One obvious plan is to have a decent reserve of renal friendly food in stock, in case deliveries to your local store gets disrupted or you can't get there for supplies for a few more days than normal. Restricting your fluid intake becomes even more important if there is a chance you will miss your next session - it's no use realising this on the day you can't leave your home and face a bigger gap than normal between sessions. So think and plan ahead.
Create an emergency box, with copies of the important local phone numbers, first aid kit and several days supply of any drugs you will need. In the case of drugs, don't pack a box and leave it sitting there for two years, the drugs may be out of date. A sensible idea would be to remove and use any drugs in your emergency box once a month, and replace them with some of your latest supplies, thus keeping them all within date. This is quite important for diabetics with kidney problems.
Monitor your diet a bit more closely when bad weather is threatened. You don't want to get close to a sensible limit, then have to survive snow bound for three days and go over the limit on, say, potassium intake or fluid intake.
If you are on home dialysis, how would you handle a power cut? Does your machine have a standby battery? Is it actually fully charged? In more remote areas, where a power cut can leave people very isolated, some have a standby power generator. Does it have fuel handy as well? Is your cell phone fully charged?
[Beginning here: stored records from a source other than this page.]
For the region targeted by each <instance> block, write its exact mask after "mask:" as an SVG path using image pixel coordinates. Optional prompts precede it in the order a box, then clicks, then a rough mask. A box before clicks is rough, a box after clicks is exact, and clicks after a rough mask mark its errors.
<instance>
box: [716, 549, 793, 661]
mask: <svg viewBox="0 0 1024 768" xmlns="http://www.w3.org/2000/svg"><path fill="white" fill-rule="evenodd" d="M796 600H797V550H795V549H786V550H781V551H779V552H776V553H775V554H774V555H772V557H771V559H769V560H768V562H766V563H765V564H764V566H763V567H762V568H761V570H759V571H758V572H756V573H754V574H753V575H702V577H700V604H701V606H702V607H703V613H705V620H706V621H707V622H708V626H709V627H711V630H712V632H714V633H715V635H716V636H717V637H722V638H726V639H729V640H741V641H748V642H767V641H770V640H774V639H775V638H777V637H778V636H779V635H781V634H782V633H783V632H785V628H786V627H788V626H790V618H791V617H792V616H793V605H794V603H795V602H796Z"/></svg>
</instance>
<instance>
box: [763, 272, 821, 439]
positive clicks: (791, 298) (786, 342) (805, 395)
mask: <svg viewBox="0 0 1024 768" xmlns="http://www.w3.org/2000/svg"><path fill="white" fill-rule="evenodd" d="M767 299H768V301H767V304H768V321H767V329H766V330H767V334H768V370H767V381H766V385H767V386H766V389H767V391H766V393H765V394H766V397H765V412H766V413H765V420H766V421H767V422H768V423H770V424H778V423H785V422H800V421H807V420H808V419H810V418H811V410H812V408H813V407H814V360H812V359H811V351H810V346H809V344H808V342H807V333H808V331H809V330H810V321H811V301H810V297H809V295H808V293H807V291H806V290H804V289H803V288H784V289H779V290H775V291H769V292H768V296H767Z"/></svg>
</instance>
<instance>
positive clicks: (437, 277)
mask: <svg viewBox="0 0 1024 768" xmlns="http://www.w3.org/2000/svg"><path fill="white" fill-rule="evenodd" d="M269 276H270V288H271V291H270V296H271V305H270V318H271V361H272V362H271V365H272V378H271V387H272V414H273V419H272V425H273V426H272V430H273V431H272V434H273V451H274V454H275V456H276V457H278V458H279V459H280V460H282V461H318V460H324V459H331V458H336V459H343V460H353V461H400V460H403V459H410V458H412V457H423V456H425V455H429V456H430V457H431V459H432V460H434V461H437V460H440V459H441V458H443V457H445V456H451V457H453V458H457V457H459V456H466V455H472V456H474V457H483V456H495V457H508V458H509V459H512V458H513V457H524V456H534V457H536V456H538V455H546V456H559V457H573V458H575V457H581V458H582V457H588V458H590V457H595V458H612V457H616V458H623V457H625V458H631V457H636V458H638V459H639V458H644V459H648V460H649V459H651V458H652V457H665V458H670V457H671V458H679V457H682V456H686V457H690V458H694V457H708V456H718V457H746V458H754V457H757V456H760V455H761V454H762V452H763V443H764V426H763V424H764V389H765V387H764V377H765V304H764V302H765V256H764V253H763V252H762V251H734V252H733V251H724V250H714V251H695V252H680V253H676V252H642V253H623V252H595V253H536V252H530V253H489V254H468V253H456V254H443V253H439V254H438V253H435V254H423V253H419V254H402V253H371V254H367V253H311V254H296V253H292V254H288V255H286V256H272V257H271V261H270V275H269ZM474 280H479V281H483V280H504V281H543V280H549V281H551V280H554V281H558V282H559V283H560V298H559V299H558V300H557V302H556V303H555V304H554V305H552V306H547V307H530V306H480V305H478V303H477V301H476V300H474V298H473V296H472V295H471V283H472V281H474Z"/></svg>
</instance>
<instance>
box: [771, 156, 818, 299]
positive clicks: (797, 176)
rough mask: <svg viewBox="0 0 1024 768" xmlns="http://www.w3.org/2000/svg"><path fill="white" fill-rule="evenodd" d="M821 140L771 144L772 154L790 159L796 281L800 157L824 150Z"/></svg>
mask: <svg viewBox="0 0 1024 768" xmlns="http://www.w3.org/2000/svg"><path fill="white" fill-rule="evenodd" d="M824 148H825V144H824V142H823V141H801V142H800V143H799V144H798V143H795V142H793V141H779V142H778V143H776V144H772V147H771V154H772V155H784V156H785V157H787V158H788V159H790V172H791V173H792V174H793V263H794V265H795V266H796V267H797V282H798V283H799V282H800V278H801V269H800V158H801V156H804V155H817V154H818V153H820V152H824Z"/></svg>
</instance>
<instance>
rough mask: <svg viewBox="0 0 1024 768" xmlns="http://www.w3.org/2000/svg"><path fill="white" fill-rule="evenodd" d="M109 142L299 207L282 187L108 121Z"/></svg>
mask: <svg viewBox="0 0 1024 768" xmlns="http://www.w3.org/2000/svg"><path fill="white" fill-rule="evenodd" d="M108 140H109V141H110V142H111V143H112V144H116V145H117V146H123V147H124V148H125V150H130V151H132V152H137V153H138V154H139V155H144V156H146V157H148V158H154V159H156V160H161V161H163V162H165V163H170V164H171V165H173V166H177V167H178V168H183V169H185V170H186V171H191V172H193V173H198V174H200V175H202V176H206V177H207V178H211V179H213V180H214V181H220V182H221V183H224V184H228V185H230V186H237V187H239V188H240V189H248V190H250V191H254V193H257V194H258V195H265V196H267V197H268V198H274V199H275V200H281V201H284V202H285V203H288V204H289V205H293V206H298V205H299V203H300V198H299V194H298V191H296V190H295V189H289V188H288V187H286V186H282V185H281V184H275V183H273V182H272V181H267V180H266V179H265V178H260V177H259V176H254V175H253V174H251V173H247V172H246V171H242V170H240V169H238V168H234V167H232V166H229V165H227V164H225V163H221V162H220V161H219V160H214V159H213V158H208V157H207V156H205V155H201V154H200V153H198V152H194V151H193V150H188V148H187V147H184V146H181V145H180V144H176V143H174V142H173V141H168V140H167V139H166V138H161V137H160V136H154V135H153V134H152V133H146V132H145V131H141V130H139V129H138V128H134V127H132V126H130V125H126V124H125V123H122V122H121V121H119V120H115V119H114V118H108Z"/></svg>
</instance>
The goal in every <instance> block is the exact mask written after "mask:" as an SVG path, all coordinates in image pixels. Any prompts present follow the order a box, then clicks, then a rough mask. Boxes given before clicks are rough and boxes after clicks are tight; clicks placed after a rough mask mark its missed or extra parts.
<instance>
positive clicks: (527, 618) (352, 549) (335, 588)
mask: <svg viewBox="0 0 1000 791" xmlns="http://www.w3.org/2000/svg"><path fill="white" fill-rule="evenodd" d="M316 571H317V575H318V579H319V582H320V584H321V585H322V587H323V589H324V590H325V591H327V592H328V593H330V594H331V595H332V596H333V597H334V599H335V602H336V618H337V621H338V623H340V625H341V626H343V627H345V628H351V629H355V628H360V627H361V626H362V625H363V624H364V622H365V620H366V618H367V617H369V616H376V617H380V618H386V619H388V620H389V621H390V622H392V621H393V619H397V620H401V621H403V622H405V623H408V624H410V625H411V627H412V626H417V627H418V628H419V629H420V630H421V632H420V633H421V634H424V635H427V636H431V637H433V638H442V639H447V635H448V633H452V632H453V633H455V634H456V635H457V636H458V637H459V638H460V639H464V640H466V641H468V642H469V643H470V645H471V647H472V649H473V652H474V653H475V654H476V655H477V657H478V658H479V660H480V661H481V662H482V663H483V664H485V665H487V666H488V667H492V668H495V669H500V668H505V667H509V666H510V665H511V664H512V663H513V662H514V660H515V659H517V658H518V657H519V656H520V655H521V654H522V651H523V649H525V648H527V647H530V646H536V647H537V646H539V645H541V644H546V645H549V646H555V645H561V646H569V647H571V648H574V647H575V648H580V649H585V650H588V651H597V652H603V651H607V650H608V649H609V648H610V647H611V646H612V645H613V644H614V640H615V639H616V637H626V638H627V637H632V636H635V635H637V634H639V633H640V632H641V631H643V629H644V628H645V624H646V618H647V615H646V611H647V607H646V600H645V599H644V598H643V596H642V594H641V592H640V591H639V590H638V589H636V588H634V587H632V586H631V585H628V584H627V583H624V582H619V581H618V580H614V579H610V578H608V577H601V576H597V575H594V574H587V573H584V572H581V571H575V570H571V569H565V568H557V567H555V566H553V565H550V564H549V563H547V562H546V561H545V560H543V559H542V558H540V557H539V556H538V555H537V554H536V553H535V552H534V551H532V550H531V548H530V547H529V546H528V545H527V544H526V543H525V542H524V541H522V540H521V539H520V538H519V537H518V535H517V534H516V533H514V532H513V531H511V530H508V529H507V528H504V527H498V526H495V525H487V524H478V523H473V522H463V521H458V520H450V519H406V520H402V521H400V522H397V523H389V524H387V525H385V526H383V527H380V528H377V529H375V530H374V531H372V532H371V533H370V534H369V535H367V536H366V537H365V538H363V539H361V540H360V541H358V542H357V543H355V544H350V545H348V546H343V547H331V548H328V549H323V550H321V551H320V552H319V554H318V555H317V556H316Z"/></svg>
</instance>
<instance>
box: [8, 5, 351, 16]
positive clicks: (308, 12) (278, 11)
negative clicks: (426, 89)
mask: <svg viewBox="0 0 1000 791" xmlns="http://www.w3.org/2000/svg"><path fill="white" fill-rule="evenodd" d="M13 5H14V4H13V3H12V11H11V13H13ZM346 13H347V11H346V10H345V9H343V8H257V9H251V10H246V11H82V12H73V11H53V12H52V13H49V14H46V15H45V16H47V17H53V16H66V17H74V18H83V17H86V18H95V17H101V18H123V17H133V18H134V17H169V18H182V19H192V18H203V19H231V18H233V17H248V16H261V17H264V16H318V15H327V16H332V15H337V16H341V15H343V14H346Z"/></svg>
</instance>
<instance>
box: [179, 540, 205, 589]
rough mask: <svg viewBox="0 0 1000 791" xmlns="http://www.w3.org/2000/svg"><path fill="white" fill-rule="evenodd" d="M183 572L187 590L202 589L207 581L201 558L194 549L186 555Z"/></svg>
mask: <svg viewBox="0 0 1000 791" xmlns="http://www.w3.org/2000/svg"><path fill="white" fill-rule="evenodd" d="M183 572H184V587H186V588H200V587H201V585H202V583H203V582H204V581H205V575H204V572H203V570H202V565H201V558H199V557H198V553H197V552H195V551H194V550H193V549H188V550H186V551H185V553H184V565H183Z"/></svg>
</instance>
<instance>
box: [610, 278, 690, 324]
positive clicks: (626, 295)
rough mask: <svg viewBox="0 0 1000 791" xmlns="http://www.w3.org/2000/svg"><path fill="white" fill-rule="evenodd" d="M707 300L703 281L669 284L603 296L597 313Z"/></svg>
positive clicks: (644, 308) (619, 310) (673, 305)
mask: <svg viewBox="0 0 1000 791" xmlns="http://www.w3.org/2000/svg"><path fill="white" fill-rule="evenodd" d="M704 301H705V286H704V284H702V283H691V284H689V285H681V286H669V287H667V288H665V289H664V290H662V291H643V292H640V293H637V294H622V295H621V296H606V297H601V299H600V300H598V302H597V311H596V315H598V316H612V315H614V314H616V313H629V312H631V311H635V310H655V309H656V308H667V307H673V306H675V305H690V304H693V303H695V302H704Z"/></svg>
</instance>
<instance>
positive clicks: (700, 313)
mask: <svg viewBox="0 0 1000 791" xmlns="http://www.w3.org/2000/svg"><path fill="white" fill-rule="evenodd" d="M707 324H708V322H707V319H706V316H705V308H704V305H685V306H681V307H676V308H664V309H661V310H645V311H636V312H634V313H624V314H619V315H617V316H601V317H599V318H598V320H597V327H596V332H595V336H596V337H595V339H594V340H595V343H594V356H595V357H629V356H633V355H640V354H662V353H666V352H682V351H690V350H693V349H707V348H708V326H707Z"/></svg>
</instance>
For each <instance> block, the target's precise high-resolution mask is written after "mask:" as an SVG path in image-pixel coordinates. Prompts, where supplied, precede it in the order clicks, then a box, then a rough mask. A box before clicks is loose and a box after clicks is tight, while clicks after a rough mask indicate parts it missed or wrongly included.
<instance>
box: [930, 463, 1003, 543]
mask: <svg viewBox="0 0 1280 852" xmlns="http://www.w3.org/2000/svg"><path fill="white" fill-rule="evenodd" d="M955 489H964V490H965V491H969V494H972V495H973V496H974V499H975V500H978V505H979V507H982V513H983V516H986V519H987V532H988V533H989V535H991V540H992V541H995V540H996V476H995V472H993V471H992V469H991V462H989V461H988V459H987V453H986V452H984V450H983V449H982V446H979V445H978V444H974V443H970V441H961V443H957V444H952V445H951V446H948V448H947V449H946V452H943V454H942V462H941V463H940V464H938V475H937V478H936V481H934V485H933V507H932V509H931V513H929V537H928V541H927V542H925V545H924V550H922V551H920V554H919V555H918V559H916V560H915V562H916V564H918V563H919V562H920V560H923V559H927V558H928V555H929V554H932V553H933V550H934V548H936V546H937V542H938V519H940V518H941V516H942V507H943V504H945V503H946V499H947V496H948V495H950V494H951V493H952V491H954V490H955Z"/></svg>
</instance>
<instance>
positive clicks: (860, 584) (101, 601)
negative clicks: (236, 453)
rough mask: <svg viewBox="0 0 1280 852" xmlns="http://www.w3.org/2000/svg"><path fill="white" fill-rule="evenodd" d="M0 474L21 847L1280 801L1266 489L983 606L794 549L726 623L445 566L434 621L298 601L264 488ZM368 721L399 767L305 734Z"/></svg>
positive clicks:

Some people who use their mobile phone a lot have an add-on booster battery pack that will keep it charged for several days of heavy use. As you may be in greater need of reliable communications than the average yuppie, getting such a booster battery pack could be vital. The cost is trivial compared to the benefits it brings.
These sort of plans are all very obvious when you read them. But have you implemented any of these ideas? Why not start now.